Literature DB >> 29183830

Improving cannulation time for extracorporeal life support in refractory cardiac arrest of presumed cardiac cause - Comparison of two percutaneous cannulation techniques in the catheterization laboratory in a center without on-site cardiovascular surgery.

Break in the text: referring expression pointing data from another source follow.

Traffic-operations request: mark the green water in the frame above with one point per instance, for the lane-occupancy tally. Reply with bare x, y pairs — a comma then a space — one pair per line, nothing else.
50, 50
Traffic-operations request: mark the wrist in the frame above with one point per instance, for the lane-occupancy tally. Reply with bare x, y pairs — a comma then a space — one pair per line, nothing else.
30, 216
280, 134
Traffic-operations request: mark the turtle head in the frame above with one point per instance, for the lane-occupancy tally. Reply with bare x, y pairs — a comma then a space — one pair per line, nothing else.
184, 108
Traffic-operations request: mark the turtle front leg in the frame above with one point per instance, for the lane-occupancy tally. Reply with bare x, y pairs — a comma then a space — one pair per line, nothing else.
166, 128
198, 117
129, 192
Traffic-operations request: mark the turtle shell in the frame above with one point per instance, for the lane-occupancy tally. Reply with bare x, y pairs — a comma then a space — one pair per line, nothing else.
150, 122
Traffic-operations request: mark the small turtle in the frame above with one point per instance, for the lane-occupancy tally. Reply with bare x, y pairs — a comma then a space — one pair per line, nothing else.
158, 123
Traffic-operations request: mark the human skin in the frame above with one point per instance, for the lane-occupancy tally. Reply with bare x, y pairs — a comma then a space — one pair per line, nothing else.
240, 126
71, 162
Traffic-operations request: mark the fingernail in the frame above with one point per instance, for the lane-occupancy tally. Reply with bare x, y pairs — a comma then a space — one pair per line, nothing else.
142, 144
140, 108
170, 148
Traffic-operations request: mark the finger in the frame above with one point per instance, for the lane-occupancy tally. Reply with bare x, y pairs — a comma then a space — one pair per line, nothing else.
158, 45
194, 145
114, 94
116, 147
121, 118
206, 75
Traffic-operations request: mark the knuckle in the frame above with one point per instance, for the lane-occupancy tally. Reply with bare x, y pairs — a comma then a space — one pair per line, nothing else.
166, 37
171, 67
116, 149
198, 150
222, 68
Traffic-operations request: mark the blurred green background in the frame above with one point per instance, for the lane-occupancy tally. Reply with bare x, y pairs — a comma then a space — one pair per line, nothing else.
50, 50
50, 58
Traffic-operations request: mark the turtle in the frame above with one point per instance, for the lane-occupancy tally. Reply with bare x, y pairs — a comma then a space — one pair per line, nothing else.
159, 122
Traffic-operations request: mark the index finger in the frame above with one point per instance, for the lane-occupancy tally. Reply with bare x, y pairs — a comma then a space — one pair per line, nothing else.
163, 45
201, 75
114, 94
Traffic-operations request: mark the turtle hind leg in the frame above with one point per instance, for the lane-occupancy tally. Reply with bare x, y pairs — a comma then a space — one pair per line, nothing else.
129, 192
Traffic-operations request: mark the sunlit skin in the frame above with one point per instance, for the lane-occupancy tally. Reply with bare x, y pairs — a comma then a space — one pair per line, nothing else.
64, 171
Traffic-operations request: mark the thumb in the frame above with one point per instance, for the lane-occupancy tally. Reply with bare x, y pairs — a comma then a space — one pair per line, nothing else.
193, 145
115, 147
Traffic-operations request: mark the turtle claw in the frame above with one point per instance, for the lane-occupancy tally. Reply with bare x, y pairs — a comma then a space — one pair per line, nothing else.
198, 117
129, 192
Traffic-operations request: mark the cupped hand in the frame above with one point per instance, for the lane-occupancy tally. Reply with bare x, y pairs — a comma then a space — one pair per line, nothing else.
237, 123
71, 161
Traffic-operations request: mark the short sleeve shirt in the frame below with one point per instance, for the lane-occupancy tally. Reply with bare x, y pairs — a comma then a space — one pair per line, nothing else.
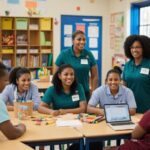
63, 100
102, 96
137, 78
3, 112
144, 142
81, 64
9, 94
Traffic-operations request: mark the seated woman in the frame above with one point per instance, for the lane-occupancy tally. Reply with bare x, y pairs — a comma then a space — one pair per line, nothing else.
6, 127
113, 92
65, 96
20, 88
140, 138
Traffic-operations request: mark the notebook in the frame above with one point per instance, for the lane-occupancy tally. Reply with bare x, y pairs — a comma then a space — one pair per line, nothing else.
118, 117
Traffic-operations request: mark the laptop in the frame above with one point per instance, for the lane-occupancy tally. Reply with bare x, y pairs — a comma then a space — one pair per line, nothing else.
117, 116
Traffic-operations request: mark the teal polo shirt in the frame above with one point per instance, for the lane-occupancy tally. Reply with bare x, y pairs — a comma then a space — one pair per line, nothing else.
137, 78
3, 112
63, 100
81, 64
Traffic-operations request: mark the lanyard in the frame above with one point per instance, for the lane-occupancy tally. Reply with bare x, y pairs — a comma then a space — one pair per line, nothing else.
18, 97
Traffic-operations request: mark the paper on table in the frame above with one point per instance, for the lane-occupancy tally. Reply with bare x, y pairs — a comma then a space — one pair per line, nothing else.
71, 123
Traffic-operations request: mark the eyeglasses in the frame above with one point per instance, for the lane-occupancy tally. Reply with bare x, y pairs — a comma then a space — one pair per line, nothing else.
138, 47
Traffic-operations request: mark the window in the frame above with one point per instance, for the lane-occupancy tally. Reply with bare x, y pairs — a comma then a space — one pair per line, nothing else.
140, 18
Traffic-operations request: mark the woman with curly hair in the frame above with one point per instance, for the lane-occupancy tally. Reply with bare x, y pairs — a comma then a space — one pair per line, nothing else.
65, 96
136, 74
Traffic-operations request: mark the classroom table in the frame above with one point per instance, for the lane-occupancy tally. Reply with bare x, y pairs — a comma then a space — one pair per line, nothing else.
13, 145
42, 135
101, 132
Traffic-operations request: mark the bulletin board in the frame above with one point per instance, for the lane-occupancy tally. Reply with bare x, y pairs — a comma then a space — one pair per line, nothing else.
117, 32
91, 26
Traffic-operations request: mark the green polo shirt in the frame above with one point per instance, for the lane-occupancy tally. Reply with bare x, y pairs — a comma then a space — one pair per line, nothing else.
63, 100
137, 79
81, 64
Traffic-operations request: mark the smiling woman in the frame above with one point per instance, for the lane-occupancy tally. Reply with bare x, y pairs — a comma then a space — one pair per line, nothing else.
136, 74
20, 88
65, 96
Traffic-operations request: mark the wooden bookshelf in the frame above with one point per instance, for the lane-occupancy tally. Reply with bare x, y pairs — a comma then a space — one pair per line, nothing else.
27, 42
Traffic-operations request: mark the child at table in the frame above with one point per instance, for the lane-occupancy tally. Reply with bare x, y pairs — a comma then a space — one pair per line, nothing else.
65, 96
20, 88
140, 138
6, 127
113, 92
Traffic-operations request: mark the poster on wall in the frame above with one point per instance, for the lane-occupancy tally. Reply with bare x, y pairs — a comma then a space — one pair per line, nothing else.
117, 32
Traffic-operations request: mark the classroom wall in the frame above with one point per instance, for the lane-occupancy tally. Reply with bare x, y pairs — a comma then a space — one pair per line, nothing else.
56, 8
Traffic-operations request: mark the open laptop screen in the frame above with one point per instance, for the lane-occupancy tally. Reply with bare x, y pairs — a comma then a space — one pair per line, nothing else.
117, 113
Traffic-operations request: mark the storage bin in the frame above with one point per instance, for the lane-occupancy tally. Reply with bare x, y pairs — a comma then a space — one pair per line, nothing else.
45, 24
7, 23
21, 23
7, 51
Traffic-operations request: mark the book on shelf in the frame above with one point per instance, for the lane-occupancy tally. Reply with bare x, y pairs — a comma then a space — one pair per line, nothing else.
50, 59
22, 39
34, 50
7, 62
44, 59
33, 27
46, 50
21, 51
34, 61
43, 40
7, 51
8, 39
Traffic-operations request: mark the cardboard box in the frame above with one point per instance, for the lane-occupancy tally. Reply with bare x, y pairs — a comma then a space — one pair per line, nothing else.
22, 23
7, 23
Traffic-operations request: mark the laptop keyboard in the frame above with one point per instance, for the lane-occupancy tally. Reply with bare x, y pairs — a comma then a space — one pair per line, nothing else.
121, 123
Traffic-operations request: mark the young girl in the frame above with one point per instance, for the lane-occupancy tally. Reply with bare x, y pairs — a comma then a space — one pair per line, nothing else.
111, 93
6, 127
20, 88
65, 96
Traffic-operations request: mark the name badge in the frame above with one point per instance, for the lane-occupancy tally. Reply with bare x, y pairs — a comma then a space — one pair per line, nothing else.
84, 61
75, 97
144, 71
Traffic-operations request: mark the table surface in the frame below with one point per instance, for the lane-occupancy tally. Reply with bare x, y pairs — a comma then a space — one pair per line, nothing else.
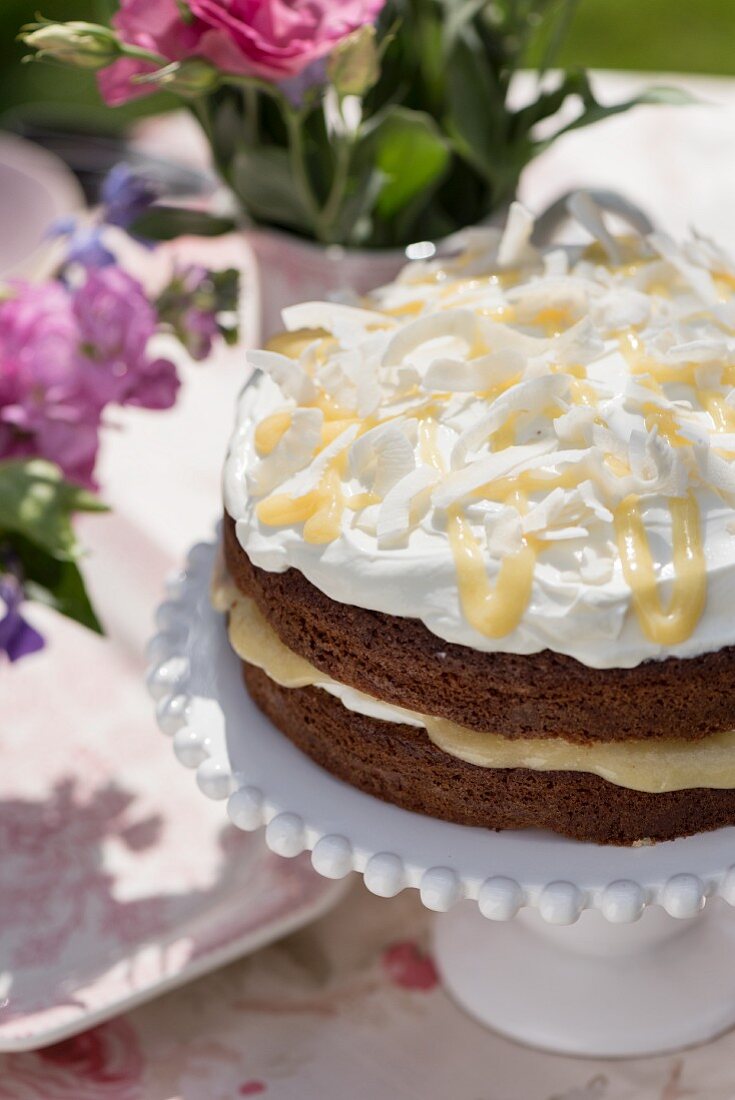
351, 1005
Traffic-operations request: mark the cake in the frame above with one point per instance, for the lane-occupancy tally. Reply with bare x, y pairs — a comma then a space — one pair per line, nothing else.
479, 537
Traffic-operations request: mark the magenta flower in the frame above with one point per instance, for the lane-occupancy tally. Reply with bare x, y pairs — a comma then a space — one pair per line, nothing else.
68, 352
275, 40
116, 321
44, 409
18, 638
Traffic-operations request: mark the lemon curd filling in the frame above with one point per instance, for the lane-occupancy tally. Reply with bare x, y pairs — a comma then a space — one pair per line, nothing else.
649, 766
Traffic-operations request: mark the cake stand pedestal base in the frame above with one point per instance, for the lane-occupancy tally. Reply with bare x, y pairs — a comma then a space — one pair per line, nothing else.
593, 988
570, 947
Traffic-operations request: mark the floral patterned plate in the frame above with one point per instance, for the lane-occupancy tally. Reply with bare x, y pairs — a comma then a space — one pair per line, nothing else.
117, 879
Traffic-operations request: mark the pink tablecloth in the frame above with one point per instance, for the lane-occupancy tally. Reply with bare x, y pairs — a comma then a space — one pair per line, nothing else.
351, 1007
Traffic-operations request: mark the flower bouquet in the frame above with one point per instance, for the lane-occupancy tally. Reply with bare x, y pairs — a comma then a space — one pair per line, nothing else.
368, 123
72, 349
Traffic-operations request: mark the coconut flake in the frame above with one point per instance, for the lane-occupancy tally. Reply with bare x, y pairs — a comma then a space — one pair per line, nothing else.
515, 249
287, 373
530, 396
293, 451
383, 455
474, 375
460, 483
461, 323
398, 510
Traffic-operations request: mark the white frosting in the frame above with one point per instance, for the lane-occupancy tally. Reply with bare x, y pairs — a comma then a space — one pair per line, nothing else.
538, 325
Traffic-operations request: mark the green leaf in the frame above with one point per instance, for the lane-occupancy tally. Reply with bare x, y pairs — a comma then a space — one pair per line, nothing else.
37, 504
593, 111
410, 154
263, 180
55, 583
165, 223
476, 116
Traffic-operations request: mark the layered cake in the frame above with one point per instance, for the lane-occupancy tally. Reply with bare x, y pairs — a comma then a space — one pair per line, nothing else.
479, 545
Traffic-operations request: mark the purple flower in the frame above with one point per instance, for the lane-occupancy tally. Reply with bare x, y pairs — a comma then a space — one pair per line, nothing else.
87, 248
44, 409
125, 196
18, 638
116, 321
193, 304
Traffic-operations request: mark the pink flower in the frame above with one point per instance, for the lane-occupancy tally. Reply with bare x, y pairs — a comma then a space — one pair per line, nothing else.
116, 321
44, 409
270, 39
65, 354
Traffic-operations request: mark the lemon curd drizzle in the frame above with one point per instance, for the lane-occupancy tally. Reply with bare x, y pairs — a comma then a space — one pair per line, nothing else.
496, 608
675, 623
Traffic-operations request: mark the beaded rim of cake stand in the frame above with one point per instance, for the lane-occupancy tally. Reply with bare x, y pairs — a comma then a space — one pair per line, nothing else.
385, 873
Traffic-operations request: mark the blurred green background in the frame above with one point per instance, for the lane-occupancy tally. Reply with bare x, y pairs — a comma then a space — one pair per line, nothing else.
662, 35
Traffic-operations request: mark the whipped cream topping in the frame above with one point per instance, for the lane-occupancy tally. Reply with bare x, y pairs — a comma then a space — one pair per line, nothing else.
525, 451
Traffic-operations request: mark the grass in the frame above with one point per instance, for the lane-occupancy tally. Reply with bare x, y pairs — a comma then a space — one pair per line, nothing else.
662, 35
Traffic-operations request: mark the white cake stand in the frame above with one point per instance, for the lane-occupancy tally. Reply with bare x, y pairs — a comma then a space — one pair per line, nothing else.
585, 966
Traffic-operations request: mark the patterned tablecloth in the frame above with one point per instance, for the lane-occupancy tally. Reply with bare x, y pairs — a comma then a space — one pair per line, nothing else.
348, 1009
351, 1007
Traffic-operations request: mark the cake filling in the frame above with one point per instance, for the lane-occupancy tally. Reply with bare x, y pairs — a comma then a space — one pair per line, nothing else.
651, 767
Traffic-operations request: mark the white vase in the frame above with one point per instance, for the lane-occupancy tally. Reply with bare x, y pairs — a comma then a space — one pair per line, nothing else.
289, 270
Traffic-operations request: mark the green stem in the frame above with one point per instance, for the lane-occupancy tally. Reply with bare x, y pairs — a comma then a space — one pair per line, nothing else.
336, 197
297, 154
143, 55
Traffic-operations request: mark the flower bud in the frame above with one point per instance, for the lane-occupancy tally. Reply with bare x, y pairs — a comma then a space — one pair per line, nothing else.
353, 66
86, 45
188, 78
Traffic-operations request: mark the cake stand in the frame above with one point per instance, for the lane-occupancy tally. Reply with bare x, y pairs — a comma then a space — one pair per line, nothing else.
567, 946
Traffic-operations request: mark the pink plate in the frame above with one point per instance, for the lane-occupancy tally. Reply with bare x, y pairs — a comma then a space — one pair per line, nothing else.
117, 879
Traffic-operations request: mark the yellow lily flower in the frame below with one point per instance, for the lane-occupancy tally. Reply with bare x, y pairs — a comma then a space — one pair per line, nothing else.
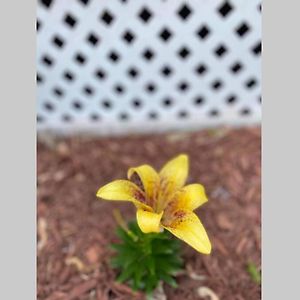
162, 201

Sebastian Voicu1, Patrick Henry2, Isabelle Malissin3, Jean-Guillaume Dillinger2, Anastasios Koumoulidis4, Nikos Magkoutis4, Demetris Yannopoulos5, Damien Logeart2, Stéphane Manzo-Silberman2, Nicolas Péron3, Nicolas Deye6, Bruno Megarbane3, Georgios Sideris2.   

Abstract

BACKGROUND: Cardiac arrest (CA) without return of spontaneous circulation can be treated with veno-arterial extracorporeal membrane oxygenation (vaECMO) implemented surgically or percutaneously. We performed a study assessing time for vaECMO percutaneous cannulation in the catheterization laboratory.
METHODS: Single-centre retrospective study in a University hospital without on-site cardiovascular surgery, including patients aged >18 receiving vaECMO for out- or in-hospital refractory CA of presumed cardiac cause between 2010 and 2016, cannulated by interventional cardiologists. Cannulation time using anatomic landmarks vessel puncture and conventional wires (first period) was compared with ultrasound guidance puncture and stiff wires (second period). Data are expressed as medians (interquartile range) and percentages.
RESULTS: Forty-six patients were included, age 56 (49-62), 34 in the first period. Shockable initial rhythm occurred in 29 (63%), 36 (78%) had ischemic heart disease and 26 (57%) acute myocardial infarction (AMI). Out-of-hospital refractory CA occurred in 27 (59%) patients. Time from out-of-hospital refractory CA to admission was 100 (80-118) min. Cannulation was successful in 42 (91%) patients. Cannulation time was 14 (10-21) min, 17 (12-26) (first) and 8 (6-12) min (second period), p<0.001. Survival to discharge was 9%. In out-of-hospital versus in-hospital, time from CA to vaECMO was 120 (115-140) versus 82 (58-102) min, p=0.011, survival was 7% (two patients) versus 11% (two patients), p=0.35 respectively. All survivors had shockable initial rhythm.
CONCLUSION: In these refractory CA patients with high prevalence of AMI and good feasibility of percutaneous vaECMO in the catheterization laboratory, cannulation time was shorter using ultrasound guidance and stiff wires.
Copyright © 2017 Elsevier B.V. All rights reserved.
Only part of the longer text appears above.